Алевтина вышла на площадку, заперла за собой дверь и повернулась к лифту. Тот неожиданно, будто она успела его вызвать, распахнул двери, постоял, ожидая. Но едва девушка приблизилась к кабине, закрылся и порожним поехал вниз.
– Опередил, что ли, кто меня? – озадаченно пробормотала Алевтина.
В ожидании, когда погаснет кнопка, девушка услышала, как этажом выше хлопнула дверь, и мгновением позже раздался визгливый голос Зинаиды Львовны. Соседка с шестого этажа отличалась склочным характером. Вот и сейчас она громко, на три ближайших этажа, выражала возмущение тем, что сосед‑подросток Вовка из квартиры напротив опять набедокурил. Ехать вместе с соседкой в лифте и выслушивать ее жалобы Але не хотелось, поэтому, так и не дождавшись, когда погаснет кнопка и можно будет вызвать лифт, девушка стала спускаться по лестнице пешком.
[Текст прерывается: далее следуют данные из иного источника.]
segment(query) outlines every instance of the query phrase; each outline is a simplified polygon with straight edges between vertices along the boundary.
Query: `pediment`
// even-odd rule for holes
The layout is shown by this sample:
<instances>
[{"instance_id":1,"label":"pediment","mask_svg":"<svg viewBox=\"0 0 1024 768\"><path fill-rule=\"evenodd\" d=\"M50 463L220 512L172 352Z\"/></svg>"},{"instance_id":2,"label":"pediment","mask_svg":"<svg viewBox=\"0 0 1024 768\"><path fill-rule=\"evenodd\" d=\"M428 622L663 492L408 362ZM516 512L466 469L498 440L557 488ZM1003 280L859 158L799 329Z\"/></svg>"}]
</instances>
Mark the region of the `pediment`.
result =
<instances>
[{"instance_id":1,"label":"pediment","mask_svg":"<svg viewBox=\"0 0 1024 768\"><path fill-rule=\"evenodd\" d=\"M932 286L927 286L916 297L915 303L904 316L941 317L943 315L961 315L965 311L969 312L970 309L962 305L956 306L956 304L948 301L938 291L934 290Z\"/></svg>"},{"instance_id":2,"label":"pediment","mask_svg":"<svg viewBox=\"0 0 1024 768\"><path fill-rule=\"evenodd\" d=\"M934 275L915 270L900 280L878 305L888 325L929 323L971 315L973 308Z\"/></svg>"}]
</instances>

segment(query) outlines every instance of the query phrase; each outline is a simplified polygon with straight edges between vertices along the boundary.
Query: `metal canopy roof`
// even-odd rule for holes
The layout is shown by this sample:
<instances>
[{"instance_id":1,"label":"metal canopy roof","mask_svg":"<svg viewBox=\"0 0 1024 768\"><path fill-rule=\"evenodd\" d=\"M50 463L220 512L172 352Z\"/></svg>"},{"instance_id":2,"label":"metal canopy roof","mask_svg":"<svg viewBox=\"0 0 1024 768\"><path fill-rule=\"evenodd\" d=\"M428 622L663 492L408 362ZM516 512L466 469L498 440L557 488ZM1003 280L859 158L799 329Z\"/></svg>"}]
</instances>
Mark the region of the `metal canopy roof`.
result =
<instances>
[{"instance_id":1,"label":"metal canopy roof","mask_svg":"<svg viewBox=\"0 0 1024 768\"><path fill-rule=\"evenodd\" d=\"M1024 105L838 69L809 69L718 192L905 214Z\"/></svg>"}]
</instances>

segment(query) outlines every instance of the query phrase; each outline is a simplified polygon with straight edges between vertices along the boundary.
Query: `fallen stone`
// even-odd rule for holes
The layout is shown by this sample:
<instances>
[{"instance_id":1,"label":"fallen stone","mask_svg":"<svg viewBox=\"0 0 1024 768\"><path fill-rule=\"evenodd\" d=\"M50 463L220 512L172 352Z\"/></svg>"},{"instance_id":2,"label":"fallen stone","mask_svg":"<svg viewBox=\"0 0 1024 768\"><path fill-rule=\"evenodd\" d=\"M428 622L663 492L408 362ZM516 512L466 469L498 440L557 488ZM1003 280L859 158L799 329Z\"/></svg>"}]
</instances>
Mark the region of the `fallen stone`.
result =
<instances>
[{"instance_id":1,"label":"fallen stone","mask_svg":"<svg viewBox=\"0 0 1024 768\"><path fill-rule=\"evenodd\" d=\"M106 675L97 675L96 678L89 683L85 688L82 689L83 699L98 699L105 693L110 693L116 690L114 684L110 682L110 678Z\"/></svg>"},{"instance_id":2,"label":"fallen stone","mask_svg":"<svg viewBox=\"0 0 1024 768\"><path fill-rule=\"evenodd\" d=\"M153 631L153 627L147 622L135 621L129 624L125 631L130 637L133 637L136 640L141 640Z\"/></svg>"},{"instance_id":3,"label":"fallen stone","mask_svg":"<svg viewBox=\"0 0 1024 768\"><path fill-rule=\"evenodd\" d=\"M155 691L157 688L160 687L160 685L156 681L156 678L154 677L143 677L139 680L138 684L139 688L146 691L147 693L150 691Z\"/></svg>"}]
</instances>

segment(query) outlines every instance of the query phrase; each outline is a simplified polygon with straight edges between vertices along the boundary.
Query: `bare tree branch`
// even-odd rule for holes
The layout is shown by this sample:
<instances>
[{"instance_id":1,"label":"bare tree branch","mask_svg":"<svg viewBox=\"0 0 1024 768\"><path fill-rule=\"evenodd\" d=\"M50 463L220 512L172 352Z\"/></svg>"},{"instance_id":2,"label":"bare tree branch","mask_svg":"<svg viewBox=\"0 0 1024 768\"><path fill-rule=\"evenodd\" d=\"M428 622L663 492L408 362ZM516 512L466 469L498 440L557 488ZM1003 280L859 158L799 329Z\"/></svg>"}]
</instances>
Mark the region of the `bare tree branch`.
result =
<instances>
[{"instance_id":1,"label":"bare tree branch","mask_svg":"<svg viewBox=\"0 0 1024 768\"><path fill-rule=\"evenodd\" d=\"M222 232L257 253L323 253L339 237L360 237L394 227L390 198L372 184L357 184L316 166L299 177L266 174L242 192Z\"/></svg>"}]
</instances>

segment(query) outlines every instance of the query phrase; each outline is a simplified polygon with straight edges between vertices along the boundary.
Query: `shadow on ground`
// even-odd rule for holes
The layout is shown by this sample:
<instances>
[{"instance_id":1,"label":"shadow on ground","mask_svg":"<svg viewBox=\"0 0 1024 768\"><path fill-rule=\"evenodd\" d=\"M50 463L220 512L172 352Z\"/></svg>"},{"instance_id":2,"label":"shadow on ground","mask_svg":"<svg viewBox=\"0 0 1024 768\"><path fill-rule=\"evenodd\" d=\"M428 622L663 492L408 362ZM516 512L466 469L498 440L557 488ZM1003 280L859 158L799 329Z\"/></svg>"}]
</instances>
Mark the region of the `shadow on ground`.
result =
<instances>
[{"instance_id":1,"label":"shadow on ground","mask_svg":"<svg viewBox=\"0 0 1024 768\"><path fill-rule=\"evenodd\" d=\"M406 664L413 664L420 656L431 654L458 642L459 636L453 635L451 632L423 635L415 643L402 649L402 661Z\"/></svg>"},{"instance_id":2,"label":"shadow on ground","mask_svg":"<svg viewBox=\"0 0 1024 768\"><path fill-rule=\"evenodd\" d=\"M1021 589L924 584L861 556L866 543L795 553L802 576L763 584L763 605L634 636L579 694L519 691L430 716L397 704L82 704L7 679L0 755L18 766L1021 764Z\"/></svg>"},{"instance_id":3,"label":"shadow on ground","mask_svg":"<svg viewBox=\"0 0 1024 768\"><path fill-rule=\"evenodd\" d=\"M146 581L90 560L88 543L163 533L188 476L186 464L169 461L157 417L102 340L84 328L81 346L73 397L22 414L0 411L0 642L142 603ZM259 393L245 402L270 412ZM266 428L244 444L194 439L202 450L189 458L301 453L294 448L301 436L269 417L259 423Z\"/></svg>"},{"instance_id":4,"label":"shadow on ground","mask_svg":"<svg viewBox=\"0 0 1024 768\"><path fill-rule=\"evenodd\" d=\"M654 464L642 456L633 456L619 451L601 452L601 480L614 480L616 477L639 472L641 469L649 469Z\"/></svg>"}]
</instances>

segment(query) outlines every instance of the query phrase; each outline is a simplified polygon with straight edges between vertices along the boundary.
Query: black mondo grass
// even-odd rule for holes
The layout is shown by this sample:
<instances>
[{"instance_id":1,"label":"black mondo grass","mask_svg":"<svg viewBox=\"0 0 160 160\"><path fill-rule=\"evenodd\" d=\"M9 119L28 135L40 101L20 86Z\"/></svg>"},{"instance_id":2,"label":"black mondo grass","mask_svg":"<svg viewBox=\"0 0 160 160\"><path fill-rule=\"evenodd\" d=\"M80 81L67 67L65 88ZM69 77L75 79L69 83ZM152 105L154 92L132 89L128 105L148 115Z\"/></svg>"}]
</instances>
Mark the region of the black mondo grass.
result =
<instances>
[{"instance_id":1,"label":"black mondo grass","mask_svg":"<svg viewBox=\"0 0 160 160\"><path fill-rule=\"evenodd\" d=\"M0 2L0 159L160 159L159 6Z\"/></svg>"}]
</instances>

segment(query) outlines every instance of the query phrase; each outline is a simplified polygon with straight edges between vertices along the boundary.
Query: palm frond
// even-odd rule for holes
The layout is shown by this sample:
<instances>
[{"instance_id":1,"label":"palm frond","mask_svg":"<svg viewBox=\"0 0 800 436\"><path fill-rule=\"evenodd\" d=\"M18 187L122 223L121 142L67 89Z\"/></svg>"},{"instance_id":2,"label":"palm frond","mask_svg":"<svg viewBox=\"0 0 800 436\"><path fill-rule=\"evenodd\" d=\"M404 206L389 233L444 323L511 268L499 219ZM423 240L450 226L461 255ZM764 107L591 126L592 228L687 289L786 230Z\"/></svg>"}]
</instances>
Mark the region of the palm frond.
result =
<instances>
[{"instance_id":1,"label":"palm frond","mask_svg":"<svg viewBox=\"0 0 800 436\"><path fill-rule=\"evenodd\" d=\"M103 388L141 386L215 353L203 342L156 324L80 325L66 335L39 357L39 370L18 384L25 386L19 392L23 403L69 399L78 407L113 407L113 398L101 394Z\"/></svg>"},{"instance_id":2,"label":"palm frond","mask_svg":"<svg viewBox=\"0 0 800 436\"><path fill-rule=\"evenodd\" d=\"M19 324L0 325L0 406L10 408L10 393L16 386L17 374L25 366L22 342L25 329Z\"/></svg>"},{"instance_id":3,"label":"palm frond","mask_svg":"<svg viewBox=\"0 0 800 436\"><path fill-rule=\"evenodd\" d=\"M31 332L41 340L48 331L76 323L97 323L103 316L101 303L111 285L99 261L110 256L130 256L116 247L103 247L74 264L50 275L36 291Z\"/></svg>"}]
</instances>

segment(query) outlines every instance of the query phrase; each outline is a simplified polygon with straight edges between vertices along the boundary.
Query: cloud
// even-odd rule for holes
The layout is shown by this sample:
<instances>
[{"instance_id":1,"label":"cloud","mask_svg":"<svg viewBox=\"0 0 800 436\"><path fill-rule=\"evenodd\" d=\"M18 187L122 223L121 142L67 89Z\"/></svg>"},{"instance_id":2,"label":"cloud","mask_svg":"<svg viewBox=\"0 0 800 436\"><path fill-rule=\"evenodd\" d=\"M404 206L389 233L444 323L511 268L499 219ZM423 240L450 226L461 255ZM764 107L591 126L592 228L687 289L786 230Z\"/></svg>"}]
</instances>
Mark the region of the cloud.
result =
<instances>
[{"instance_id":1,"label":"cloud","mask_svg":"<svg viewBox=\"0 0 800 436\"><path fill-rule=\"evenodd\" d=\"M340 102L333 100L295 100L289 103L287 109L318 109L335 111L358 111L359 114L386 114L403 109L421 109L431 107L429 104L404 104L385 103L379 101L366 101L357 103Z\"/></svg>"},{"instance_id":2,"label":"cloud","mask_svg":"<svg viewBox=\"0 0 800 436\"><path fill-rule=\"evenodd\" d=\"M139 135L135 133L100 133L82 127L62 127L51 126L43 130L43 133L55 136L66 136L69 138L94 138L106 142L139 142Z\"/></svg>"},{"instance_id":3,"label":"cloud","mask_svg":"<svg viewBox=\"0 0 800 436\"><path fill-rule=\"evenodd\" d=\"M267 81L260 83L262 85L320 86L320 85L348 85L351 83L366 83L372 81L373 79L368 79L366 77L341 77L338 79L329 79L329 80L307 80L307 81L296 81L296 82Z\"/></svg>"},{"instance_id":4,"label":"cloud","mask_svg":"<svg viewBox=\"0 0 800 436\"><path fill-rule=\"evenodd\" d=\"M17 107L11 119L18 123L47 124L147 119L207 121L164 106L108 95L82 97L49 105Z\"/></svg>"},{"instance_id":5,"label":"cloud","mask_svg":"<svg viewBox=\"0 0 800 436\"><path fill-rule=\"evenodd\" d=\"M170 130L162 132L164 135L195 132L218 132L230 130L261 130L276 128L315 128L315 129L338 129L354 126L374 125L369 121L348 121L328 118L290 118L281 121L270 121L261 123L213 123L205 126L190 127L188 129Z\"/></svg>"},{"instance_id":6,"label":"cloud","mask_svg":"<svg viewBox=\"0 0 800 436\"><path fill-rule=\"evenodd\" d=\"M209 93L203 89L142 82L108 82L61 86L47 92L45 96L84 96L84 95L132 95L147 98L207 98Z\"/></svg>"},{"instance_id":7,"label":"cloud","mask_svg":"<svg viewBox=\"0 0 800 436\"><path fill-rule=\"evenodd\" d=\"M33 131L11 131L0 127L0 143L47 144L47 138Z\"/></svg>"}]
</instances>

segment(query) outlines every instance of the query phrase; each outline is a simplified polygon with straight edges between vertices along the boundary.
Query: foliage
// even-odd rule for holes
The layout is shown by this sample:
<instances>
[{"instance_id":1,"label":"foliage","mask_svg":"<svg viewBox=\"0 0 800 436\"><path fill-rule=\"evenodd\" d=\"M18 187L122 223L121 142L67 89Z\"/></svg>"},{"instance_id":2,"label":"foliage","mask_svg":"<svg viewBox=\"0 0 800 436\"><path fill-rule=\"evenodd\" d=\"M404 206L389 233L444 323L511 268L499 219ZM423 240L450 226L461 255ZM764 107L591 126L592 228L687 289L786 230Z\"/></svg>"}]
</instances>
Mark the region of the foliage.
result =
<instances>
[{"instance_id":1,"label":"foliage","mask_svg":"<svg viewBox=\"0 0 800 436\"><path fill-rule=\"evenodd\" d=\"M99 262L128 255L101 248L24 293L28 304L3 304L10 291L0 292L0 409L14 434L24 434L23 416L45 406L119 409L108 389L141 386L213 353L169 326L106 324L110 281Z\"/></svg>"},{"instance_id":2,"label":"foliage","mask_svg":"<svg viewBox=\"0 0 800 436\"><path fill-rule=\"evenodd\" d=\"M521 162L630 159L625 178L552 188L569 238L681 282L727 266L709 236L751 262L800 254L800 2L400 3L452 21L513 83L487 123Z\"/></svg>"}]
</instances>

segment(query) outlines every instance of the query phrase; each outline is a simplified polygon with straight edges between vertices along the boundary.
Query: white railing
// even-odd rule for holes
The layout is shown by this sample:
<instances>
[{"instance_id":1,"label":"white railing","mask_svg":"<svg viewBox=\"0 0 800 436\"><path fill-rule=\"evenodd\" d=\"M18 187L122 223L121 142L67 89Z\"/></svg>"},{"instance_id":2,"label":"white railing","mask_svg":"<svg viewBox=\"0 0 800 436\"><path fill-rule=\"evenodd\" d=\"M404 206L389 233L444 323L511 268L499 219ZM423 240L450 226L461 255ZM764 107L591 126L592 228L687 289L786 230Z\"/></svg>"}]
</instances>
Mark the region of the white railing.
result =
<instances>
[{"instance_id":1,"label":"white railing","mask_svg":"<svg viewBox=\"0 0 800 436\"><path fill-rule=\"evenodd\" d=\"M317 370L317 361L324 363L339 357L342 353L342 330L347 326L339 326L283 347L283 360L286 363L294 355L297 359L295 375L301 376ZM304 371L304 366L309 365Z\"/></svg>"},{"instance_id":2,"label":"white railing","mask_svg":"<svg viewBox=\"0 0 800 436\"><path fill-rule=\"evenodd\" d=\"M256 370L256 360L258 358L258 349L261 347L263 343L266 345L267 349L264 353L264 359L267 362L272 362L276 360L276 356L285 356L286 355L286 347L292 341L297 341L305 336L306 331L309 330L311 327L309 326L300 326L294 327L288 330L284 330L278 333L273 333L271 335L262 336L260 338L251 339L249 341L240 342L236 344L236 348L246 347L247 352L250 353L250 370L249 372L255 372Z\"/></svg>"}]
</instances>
По дороге в школу Алевтиной вновь овладели сомнения, стоит ли звонить по объявлению в газете или нет. С одной стороны, девушке хотелось покончить с чередой кошмаров, портящих ей настроение и выпивающих силы, с другой – сомневалась, обращаться ли с этим делом к гадалке? Ведь в объявлении не было указано, что ясновидящая избавляет от кошмаров. Она берется лишь за разгадывание снов.
С такими мыслями Аля пришла в школу, поднялась на второй этаж, на котором находилась учительская, и вошла в дверь. В комнате никого не оказалось, хотя, как правило, в этот час здесь обычно уже находилась Тамара Степановна, учительница математики. В первый момент Аля удивилась, найдя учительскую пустой, но потом вспомнила, что по пятницам у математички уроков нет. Это обстоятельство и разрешило Алины колебания. Прикрыв дверь учительской, девушка вытащила из портфеля газету с обведенным красной ручкой объявлением и подошла к телефону.
– Да‑а? – после нескольких долгих гудков отозвался женский голос – тягучий, сладкий, будто мед.
Услышав его, Аля явственно представила себе черноволосую красавицу с томной поволокой в темных глазах. Свою соседку. Алевтина сделала глубокий вдох и, стараясь, чтобы голос не дрожал от волнения, спросила:
– Скажите, вы и вправду разгадываете сны?..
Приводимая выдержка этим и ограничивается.